Decision Tree is a CART model, means Classification and Regression tree. CART model works by recursive partitioning of data in resulting in a local region of defined model. Local region is depicted as a leaf of the decision tree where we have reached to the conclusion of partitioning of the data.
- To explain the CART approach, a function is used to define the region and the weights which specifies the response value in each region. That function is adaptive basis function. Like in a classification model, a threshold is set for each node to decide the next level in the set of (yes,no).
- In Regression model, a regression cost is defined, linear regression model is fitted to each node using the inputs as features chosen from the root node and the residual error is then measured. The goal of the tree is here to minimize the residual error.
- In Classification model, a classification model is defined and in order to maximize the accuracy of the model, there are several common errors caused during the evaluation of the proposed partition.
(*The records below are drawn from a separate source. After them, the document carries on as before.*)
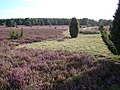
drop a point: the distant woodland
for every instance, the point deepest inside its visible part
(51, 21)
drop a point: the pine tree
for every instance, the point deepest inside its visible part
(74, 27)
(115, 30)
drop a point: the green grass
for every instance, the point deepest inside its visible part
(91, 43)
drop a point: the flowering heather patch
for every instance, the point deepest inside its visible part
(33, 34)
(34, 69)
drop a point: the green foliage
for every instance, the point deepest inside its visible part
(15, 35)
(115, 30)
(28, 23)
(74, 27)
(107, 41)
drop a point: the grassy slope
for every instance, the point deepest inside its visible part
(91, 43)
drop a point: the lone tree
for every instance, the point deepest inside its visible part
(10, 23)
(74, 27)
(115, 30)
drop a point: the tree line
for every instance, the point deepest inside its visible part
(50, 21)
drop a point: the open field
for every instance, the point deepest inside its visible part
(57, 63)
(34, 34)
(91, 43)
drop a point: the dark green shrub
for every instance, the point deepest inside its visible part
(115, 30)
(74, 27)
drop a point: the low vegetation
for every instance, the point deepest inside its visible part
(74, 28)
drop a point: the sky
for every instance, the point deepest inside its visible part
(92, 9)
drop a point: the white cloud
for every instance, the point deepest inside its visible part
(95, 9)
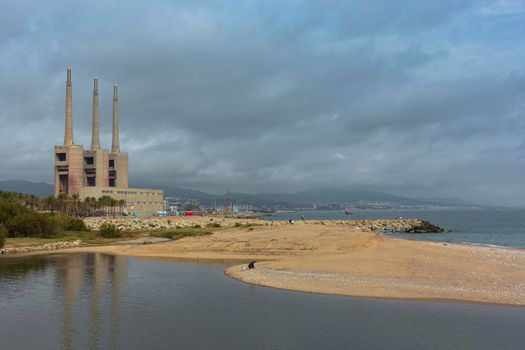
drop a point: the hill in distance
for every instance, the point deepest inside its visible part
(302, 199)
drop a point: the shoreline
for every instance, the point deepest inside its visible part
(341, 260)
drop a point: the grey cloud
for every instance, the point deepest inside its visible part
(273, 96)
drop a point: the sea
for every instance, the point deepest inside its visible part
(491, 227)
(97, 301)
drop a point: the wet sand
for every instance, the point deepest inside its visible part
(340, 259)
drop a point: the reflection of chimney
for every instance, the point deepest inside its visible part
(115, 147)
(68, 137)
(95, 138)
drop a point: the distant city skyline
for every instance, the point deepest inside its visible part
(413, 98)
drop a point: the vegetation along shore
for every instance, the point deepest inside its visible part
(346, 257)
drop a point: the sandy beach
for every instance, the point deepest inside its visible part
(340, 259)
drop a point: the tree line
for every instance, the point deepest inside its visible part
(69, 205)
(25, 215)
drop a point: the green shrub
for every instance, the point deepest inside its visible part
(69, 223)
(3, 235)
(109, 231)
(8, 210)
(181, 233)
(32, 225)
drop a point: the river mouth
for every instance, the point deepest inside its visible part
(99, 301)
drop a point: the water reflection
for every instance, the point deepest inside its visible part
(96, 301)
(98, 277)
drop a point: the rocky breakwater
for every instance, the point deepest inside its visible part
(397, 226)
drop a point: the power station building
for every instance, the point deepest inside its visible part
(98, 172)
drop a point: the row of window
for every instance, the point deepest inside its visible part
(138, 203)
(133, 192)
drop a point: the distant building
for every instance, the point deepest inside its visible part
(98, 172)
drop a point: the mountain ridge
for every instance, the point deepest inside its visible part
(305, 198)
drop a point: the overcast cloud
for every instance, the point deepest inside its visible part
(421, 98)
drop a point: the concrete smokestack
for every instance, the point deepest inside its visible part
(68, 136)
(115, 146)
(95, 136)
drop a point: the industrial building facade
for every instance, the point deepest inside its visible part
(98, 172)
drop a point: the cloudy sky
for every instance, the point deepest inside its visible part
(420, 98)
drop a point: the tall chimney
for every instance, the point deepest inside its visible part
(95, 136)
(115, 147)
(68, 136)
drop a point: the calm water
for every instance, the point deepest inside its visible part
(95, 301)
(491, 227)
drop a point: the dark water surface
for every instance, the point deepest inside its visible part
(96, 301)
(504, 228)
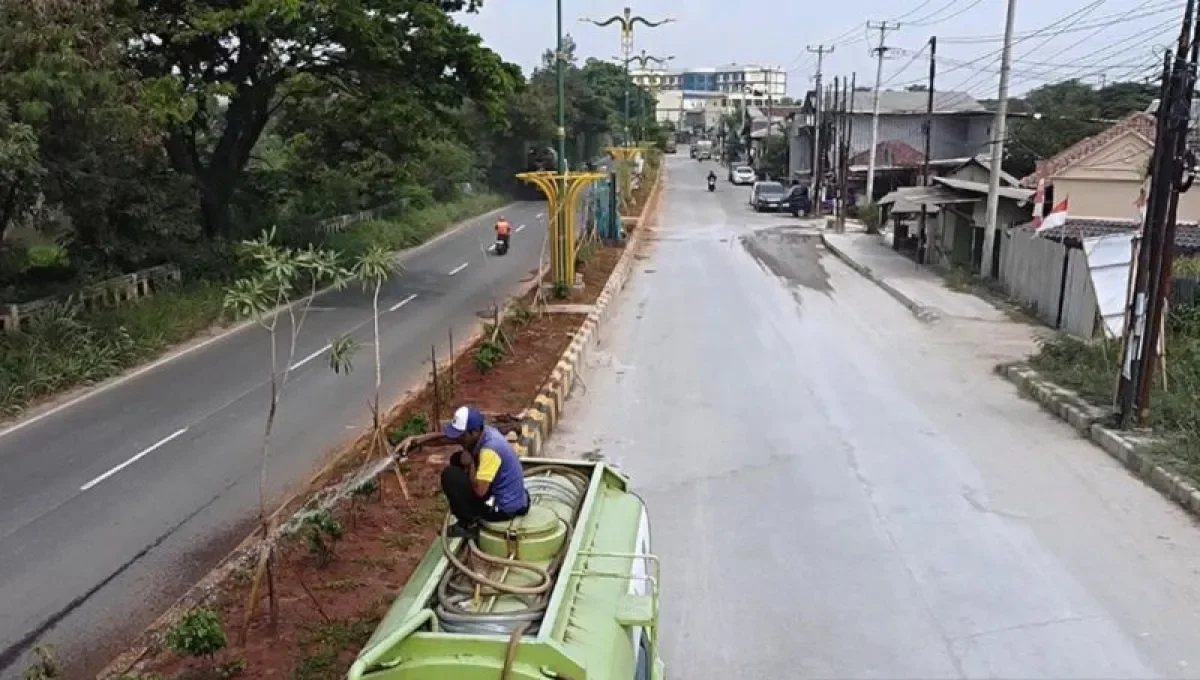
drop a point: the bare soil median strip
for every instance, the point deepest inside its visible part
(331, 591)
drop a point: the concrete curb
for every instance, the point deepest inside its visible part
(1089, 421)
(539, 420)
(919, 311)
(322, 497)
(537, 423)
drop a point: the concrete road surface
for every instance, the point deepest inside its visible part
(840, 491)
(111, 506)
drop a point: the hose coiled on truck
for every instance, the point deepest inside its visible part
(461, 583)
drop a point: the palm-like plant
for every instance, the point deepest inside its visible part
(372, 270)
(286, 282)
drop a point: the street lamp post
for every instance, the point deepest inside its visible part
(627, 19)
(642, 60)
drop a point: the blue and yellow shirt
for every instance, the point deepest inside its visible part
(498, 465)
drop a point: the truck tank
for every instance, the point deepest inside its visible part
(569, 591)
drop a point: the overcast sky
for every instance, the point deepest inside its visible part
(1079, 38)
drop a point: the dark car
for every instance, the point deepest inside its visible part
(797, 200)
(767, 196)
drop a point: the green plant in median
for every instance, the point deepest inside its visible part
(283, 286)
(489, 355)
(198, 635)
(45, 667)
(373, 269)
(323, 530)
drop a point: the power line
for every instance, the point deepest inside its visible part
(927, 20)
(1103, 19)
(1083, 11)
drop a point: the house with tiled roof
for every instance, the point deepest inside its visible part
(1103, 174)
(960, 131)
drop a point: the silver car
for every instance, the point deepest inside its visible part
(743, 175)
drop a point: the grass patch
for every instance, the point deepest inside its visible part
(1091, 369)
(69, 348)
(413, 228)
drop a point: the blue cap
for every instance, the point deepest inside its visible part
(466, 419)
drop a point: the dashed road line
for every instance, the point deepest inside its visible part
(310, 357)
(402, 302)
(144, 452)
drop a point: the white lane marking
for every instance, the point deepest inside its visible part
(310, 357)
(145, 451)
(402, 302)
(403, 256)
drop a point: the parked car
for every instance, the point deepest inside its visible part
(767, 196)
(797, 200)
(742, 175)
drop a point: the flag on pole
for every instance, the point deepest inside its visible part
(1039, 199)
(1141, 203)
(1057, 217)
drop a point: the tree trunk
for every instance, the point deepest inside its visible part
(215, 197)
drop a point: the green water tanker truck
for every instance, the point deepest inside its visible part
(569, 591)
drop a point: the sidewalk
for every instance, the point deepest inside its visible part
(917, 288)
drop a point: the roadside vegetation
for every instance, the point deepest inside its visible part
(118, 155)
(1091, 369)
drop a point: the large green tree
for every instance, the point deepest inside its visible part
(1067, 113)
(226, 67)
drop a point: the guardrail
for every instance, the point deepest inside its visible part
(108, 293)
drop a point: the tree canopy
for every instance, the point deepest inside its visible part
(137, 132)
(1067, 113)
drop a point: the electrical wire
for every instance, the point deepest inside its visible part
(929, 22)
(999, 53)
(1103, 19)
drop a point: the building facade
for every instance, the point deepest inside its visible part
(961, 128)
(724, 88)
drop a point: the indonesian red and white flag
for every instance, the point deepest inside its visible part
(1140, 204)
(1057, 217)
(1039, 199)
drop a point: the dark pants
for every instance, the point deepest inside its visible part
(467, 507)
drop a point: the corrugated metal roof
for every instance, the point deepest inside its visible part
(905, 102)
(1187, 234)
(910, 199)
(979, 187)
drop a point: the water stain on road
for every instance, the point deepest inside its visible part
(791, 253)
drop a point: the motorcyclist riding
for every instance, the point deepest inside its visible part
(503, 229)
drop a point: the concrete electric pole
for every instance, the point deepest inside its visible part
(997, 146)
(815, 191)
(880, 53)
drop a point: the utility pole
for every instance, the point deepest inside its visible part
(929, 144)
(1173, 173)
(834, 143)
(997, 146)
(847, 145)
(820, 50)
(880, 53)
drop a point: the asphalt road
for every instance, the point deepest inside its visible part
(112, 506)
(838, 489)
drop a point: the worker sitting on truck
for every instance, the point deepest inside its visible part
(485, 480)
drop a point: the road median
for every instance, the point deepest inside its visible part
(349, 541)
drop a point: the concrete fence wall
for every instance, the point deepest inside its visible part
(109, 293)
(1032, 271)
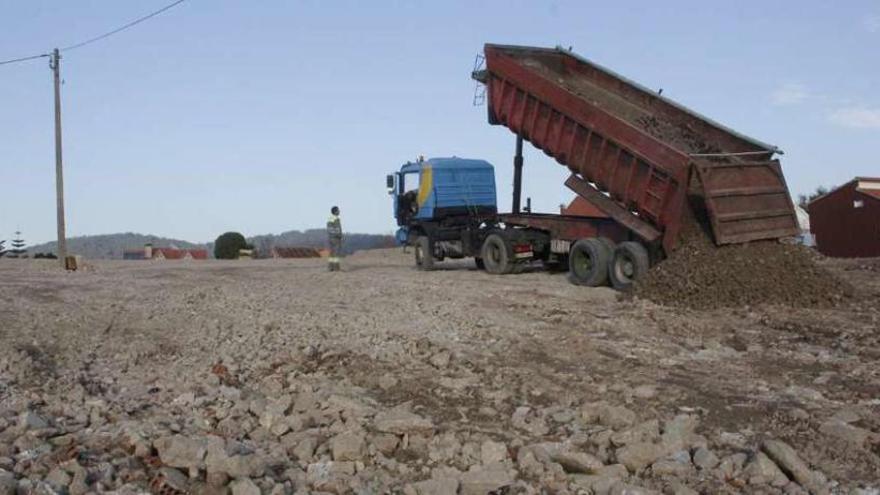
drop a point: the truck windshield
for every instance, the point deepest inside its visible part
(409, 182)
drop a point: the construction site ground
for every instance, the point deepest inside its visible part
(276, 376)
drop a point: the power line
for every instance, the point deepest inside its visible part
(24, 59)
(97, 38)
(123, 28)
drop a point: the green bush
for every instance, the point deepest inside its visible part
(227, 245)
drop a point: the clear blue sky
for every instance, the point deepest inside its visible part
(258, 116)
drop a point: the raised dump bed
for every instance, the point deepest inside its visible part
(643, 151)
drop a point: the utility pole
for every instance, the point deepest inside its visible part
(517, 175)
(55, 65)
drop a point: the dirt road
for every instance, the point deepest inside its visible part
(277, 376)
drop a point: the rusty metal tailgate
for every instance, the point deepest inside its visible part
(746, 200)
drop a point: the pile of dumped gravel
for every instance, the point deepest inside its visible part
(701, 275)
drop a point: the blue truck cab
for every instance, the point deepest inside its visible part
(441, 190)
(441, 205)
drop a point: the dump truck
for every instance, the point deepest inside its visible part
(638, 157)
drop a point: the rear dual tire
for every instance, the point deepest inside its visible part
(630, 263)
(597, 261)
(423, 254)
(588, 262)
(497, 255)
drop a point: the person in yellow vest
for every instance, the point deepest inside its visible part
(334, 237)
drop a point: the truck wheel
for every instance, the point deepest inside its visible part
(560, 264)
(424, 257)
(608, 242)
(497, 255)
(629, 264)
(588, 262)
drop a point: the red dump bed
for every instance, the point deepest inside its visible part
(639, 148)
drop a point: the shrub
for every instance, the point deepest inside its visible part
(226, 246)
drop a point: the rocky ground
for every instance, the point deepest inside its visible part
(278, 377)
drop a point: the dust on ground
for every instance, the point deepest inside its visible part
(700, 275)
(276, 376)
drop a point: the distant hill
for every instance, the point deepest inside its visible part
(318, 238)
(111, 246)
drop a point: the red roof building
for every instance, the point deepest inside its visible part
(152, 253)
(846, 221)
(294, 252)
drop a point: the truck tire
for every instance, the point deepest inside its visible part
(424, 256)
(497, 255)
(629, 264)
(560, 264)
(608, 242)
(588, 262)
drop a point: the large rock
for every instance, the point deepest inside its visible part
(330, 476)
(637, 456)
(7, 483)
(30, 420)
(439, 486)
(761, 470)
(616, 417)
(347, 447)
(851, 435)
(679, 432)
(791, 464)
(647, 431)
(577, 462)
(492, 452)
(601, 482)
(621, 488)
(233, 460)
(705, 458)
(670, 466)
(402, 422)
(58, 479)
(244, 486)
(184, 452)
(481, 482)
(526, 419)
- Entropy or deviance - It is the measure of the impurity or disorder in the node. It tells that how much a predicted value is deviated from the observed value of a feature. The optimality is reached by minimizing the entropy. The minimizaton of the entropy is equal to the maximization of the information gain. Information gain is the criteria which decides whether a feature is used for splitting the node. The feature which have the highest value of the information gain is used as a feature for splitting the node.
- Gini Index - It measures the probability for a random instance being misclassified when chosen randomly. Alternatively, it measures the probability of misclassification rate for every feature. It chooses that feature to split the node whose probability of misclassification rate is minimum.
- Difference between gini index and entropy - Gini index and entropy, both are used for splitting the node. But, here are some major differences:
- Gini index is calculated in the range [0,0.5], while entropy is calculated in the range [0,1].
- Entropy is calculated on the basis of logarithms of base 2, while gini index is calculated by subtracting the sum of the squares of the probability of misclassification rate from 1.
- Gini index has more clarity in understanding the tree and always predict more accurate than entropy.
- The major limitation of using Decision Tree is overfitting which led due to data fragmentation, which means that after allowing multi-way splits, too little data fall in each subtree.
- To prevent overfitting, we can stop growing the tree by pruning. Pruning is done by growing the full tree and then pruning the branches which gives the least increase in error. To determine the pruning level, evaluation is done by cross validating error on each subtree and pick the tree whose CV error is within 1 standard error of the minimum. This way a simple tree is made by the point with minimum CV error.